La 58e édition du Dauphiné Libéré, qui s’est terminée hier à Grenoble par la victoire d’étape du Norvégien Thor Hushovd (Philippe Gilbert a fini 3e de ce sprint), aura consacré l’Américain Levi Leipheimer. Le Californien est le quatrième coureur américain à s’imposer dans l’épreuve, après ses compatriotes Greg LeMond, Tyler Hamilton et Lance Armstrong.

L’étape d’hier a été marquée par l’échappée fleuve dont Stuart O’Grady a été le héros malheureux.
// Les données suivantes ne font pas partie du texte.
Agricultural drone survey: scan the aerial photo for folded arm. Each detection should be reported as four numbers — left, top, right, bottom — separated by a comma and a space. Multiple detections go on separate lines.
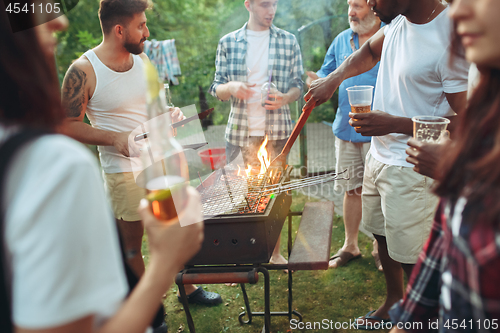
304, 27, 385, 107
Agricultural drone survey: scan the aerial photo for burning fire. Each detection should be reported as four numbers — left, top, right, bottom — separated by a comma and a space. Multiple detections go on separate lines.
257, 136, 271, 174
238, 136, 271, 177
245, 164, 252, 177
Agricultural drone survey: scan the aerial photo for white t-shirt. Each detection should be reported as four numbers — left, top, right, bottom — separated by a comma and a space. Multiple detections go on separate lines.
246, 29, 270, 136
0, 126, 128, 329
370, 8, 469, 167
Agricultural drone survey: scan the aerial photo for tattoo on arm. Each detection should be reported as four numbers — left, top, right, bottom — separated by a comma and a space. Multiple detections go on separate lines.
62, 66, 87, 118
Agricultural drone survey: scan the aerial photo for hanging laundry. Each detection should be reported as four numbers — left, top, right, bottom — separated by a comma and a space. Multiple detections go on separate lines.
144, 39, 181, 85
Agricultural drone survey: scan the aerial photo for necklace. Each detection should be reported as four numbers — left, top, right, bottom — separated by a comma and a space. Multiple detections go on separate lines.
425, 1, 441, 23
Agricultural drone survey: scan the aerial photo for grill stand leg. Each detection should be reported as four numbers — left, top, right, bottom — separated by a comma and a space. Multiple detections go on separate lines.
175, 271, 196, 333
238, 283, 252, 325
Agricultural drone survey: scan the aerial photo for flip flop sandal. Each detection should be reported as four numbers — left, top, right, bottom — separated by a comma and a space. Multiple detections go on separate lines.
177, 286, 222, 305
355, 310, 391, 331
330, 250, 361, 267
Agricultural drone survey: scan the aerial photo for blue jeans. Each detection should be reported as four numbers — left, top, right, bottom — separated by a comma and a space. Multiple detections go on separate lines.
226, 136, 288, 167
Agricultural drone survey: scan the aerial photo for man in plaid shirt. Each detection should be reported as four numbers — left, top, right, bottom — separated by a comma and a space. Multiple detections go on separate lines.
210, 0, 304, 169
210, 0, 304, 264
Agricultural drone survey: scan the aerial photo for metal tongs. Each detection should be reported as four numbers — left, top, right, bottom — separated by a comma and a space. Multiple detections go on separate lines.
268, 101, 316, 166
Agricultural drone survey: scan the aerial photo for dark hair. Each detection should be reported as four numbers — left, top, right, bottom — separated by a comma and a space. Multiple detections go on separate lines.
0, 5, 65, 129
99, 0, 151, 34
435, 69, 500, 218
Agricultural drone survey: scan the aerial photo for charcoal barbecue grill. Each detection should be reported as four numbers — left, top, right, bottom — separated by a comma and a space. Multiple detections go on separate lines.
176, 99, 348, 333
188, 166, 345, 265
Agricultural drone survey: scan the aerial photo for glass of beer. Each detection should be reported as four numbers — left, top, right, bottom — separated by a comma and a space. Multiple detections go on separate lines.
346, 86, 373, 121
411, 116, 450, 142
146, 171, 188, 223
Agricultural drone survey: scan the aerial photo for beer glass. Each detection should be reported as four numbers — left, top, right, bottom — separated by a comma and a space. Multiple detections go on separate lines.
141, 63, 189, 225
411, 116, 450, 142
346, 86, 373, 114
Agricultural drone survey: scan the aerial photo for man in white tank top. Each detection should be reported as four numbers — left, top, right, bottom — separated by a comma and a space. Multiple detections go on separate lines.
306, 0, 468, 329
62, 0, 222, 312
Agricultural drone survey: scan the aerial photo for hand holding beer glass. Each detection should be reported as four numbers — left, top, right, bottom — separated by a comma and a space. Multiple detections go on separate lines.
346, 86, 373, 127
140, 63, 189, 225
411, 116, 450, 143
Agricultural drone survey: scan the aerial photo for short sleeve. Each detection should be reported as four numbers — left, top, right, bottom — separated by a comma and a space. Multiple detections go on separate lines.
438, 46, 470, 94
6, 136, 128, 329
316, 37, 338, 77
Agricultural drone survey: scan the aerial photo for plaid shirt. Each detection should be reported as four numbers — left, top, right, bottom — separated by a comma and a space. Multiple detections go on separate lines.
209, 23, 304, 147
390, 198, 500, 332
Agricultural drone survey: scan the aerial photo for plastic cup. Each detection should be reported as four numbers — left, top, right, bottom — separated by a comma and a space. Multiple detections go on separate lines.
346, 86, 373, 113
411, 116, 450, 142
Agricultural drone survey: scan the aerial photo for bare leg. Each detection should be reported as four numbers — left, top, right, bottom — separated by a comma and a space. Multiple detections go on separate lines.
358, 235, 403, 325
269, 238, 288, 265
116, 219, 144, 276
328, 187, 361, 268
372, 239, 384, 271
401, 264, 415, 280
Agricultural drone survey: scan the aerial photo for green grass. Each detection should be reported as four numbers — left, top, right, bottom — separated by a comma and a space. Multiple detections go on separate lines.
143, 192, 385, 333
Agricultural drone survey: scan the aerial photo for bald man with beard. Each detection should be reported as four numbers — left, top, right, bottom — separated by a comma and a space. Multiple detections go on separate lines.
306, 0, 384, 270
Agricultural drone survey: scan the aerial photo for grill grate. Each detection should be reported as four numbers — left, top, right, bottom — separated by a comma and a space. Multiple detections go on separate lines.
200, 168, 349, 217
200, 169, 282, 216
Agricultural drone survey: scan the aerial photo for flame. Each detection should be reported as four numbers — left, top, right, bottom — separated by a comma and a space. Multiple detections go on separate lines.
257, 135, 271, 174
245, 164, 252, 177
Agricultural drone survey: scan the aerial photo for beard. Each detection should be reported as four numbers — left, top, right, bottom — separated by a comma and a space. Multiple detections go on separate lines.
349, 13, 378, 35
123, 36, 146, 55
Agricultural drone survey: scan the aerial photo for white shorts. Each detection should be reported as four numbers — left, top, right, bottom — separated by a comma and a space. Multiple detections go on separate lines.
103, 172, 146, 222
361, 153, 438, 264
335, 137, 370, 192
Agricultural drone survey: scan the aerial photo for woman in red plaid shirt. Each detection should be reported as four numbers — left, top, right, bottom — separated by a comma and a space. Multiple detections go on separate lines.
390, 0, 500, 332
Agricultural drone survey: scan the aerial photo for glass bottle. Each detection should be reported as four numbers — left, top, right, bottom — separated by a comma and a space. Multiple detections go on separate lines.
260, 82, 278, 107
141, 63, 188, 222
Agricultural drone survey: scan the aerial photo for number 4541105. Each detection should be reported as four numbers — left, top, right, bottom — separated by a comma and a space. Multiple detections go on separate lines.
5, 2, 61, 14
443, 319, 498, 330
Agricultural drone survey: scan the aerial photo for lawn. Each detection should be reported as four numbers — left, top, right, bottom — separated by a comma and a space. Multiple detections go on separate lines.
143, 192, 385, 333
Parti au km 10 avec l’Italien Trenti, bientôt lâché, et le Français Coutouly, qui allait devoir le laisser filer sur les pentes du col des Mouilles, la dernière difficulté du Dauphiné, l’Australien de la CSC (victorieux par le passé d’une étape du Tour à Grenoble) n’a été repris par le premier peloton qu’à mille trois cents mètres du but.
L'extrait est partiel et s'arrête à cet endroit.